Para evitar a evasão escolar, Maria Thereza disse caber à escola explicar às famílias esse novo contexto e aproximá-las das unidades educacionais, o que ela chama de “derrubar os muros da escola”, no sentido de promover a integração e o diálogo entre os diferentes atores. “Esse é um momento de aprendizado para todos os profissionais e a gente precisa explicar isso para os pais. Vamos derrubar os muros e deixar as famílias chegarem. Elas conhecem bem os seus filhos e filhas. Precisamos reconhecer e valorizar esse lugar que elas ocupam. Vamos criar esse diálogo”, disse Maria Thereza. Neste momento, ela citou um provérbio africano para ilustrar a situação: “É preciso de toda uma aldeia para educar uma criança”.

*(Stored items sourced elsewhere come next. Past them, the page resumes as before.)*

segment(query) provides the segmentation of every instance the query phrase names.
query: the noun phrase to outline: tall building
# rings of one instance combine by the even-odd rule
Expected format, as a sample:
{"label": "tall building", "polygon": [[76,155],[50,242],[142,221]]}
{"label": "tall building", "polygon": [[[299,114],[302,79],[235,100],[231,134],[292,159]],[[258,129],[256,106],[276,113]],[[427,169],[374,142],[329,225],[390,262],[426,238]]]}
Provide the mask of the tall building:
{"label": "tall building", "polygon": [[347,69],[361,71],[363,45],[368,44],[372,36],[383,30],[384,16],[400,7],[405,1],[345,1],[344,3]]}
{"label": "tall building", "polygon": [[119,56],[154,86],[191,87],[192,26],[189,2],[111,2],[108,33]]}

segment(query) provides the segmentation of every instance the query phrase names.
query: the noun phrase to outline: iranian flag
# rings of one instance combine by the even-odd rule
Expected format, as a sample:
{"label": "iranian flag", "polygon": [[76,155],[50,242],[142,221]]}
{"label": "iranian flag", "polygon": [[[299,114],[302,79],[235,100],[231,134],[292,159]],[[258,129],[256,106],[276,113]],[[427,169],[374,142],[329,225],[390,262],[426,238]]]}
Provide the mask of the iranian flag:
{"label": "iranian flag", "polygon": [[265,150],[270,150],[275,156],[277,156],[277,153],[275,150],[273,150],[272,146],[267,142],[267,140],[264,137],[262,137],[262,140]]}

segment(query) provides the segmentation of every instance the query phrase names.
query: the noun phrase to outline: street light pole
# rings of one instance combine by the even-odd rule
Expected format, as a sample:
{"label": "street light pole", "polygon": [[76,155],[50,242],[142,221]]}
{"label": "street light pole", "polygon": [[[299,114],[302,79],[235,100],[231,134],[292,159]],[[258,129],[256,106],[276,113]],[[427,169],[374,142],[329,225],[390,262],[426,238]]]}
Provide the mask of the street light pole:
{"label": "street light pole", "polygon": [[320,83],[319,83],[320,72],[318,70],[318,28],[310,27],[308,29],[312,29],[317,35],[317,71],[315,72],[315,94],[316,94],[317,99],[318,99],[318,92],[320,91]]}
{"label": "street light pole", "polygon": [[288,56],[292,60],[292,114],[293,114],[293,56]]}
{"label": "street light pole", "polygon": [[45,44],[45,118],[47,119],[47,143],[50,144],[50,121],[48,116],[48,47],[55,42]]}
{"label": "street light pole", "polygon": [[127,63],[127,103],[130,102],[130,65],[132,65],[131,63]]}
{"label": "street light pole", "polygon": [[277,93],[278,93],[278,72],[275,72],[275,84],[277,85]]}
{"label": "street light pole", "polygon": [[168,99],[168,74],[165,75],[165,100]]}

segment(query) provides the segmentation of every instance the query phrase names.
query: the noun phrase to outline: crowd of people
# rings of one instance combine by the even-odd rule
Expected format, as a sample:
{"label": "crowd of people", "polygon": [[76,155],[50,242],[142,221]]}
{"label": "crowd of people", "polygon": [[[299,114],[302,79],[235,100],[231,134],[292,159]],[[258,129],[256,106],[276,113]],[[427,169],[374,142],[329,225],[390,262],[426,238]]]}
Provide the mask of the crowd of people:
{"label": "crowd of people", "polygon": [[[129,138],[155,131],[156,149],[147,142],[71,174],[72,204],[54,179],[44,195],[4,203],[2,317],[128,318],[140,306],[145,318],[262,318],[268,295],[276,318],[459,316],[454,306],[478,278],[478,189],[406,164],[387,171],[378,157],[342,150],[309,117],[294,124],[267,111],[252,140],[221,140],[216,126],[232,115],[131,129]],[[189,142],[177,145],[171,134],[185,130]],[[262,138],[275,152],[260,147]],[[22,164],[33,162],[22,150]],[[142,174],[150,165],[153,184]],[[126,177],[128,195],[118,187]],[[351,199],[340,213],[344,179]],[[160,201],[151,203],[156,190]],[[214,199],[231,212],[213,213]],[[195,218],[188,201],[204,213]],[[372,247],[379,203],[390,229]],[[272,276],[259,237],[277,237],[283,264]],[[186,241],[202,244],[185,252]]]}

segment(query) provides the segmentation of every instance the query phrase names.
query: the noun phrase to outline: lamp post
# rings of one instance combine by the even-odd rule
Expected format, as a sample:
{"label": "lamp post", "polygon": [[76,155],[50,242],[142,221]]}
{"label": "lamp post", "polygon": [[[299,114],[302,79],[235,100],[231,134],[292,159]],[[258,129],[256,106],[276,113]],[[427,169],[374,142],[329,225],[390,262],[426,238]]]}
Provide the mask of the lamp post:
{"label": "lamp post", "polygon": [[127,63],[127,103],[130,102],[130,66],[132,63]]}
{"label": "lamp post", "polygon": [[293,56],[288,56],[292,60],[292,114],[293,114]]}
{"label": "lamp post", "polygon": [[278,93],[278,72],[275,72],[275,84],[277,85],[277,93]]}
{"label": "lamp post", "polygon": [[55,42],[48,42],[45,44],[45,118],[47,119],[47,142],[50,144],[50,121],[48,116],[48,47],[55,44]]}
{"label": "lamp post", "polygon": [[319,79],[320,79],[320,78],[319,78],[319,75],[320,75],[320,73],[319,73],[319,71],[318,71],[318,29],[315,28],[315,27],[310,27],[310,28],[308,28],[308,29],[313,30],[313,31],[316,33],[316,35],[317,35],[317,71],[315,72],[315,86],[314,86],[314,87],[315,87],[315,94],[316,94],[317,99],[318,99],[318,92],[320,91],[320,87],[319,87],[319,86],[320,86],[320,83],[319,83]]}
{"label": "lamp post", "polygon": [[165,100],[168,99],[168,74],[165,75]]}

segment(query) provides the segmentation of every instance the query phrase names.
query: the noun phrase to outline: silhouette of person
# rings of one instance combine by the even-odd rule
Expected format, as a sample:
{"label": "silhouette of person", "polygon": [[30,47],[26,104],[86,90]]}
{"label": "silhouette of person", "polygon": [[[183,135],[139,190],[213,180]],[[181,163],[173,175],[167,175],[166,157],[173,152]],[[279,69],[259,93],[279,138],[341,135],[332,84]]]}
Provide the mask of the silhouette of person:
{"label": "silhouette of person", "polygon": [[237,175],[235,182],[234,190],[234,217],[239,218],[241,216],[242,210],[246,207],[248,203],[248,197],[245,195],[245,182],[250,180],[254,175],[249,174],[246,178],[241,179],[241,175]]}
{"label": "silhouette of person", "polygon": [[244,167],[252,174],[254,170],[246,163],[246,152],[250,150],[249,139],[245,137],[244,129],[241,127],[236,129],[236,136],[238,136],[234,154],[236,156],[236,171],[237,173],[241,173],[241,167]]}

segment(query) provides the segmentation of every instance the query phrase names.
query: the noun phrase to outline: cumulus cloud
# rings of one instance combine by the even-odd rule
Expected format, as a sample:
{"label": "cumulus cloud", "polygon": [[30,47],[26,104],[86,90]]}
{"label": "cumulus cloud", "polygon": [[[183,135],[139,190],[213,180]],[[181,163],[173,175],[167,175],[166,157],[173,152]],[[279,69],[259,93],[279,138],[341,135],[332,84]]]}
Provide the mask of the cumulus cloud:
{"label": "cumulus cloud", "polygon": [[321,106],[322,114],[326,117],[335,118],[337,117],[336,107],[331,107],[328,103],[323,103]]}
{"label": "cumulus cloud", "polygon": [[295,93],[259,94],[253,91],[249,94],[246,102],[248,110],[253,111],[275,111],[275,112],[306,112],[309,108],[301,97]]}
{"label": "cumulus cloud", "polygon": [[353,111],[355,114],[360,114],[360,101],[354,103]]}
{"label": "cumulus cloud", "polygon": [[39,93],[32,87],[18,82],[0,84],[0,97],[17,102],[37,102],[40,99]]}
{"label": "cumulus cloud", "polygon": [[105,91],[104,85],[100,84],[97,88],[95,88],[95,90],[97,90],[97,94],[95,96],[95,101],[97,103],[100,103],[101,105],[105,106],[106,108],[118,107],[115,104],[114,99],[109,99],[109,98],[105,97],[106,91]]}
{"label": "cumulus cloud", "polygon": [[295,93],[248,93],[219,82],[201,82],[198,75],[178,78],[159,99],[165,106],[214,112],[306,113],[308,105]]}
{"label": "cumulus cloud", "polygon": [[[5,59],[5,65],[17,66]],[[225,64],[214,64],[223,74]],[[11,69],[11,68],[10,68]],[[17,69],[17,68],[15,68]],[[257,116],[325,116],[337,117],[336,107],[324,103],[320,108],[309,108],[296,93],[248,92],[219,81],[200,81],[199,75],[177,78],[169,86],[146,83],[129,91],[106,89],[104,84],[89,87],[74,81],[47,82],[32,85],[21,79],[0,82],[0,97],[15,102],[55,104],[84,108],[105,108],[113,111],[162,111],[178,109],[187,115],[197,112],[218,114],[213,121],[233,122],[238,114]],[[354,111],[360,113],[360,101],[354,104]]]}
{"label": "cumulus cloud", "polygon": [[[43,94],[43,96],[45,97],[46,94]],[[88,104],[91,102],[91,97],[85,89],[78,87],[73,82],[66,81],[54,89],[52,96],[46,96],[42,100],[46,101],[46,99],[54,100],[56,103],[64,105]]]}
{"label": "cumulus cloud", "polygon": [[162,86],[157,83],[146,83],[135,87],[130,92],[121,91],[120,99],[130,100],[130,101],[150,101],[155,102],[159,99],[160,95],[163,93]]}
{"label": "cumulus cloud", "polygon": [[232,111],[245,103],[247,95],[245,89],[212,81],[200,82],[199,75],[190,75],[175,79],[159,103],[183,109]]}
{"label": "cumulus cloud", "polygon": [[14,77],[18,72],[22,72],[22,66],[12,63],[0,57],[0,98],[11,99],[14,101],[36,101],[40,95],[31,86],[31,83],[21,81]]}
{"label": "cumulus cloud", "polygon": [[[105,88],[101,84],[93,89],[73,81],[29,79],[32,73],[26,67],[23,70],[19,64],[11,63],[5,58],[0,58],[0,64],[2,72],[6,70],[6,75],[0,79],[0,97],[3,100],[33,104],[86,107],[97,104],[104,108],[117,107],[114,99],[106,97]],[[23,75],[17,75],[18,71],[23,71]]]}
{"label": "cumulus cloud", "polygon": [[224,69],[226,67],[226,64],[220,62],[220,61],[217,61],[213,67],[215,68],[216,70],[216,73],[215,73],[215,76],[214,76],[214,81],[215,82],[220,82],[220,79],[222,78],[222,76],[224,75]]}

Avanços e possibilidades de retrocesso – Maria Thereza Marcílio fez uma retrospectiva da Educação Infantil no Brasil, lembrando que existem apenas 32 anos de sua regulamentação desde a promulgação da Constituição Federal de 1988. Ao longo desse período, citou marcos legais de relevada importância, como a Lei de Diretrizes Bases da Educação (LDB/1996), o Fundo de Manutenção e Desenvolvimento da Educação Básica e de Valorização dos Profissionais da Educação (FUNDEB/2007), o Estatuto da Criança e do Adolescente (ECA/1990) e as Diretrizes Nacionais Curriculares da Educação Infantil (DCNEI/ 2009), para citar alguns.
“Antes de ser um projeto de futuro, a criança é um sujeito integral, cultural e constituído de direitos assegurados na Constituição Federal. É importante lembrarmos, para não sermos devorados e retrocedermos de tudo o que a gente já construiu. Estamos vivendo um período de tentativa de fragilização das instituições e das conquistas institucionais que o País fez”, afirmou a presidente da Avante em relação à frágil atuação do Governo Federal na pasta, e falta de entendimento da criança e suas formas de aprendizagens.
Nos últimos cinco anos, o Brasil registrou aumento de 12,6% no número de matrículas na Educação Infantil, com o total de 9 milhões de crianças de zero a cinco anos matriculadas em creches e pré-escolas. As redes municipais de ensino respondem por 71,4% das matrículas na Educação Infantil. Os dados revelam ainda que 32% da população de zero a três anos frequentam creches e que a matrícula na pré-escola chega a 92% dos meninos e meninas. “Ainda não atingimos as metas estabelecidas pelo PNE para a Educação Infantil e temos grandes distorções entre as diferentes regiões do País”, reforçou Maria Thereza Marcílio
*Maria Thereza Marcilio é licenciada em Pedagogia pela Universidade Federal da Bahia e Mestre em Educação pela Harvard Graduate School of Education, com Formação em Psicologia Social como coordenadora de grupos operativos pelo Instituto Pichon Rivière de São Paulo. É presidente e associada fundadora da Avante-Educação e Mobilização Social. Foi coordenadora e integrante do grupo gestor da Secretaria Executiva da Rede Nacional Primeira Infância (RNPI), foi membro do grupo de trabalho sobre Avaliação da Educação Infantil, instituído pelo MEC e também membro do grupo de trabalho instituído pelo INEP para elaboração do Sistema Nacional de Avaliação da Educação Infantil, coordenadora regional para as Américas do Projeto Líderes Globais da Educação Infantil do Fórum Mundial de Educação e Cuidados na Primeira Infância.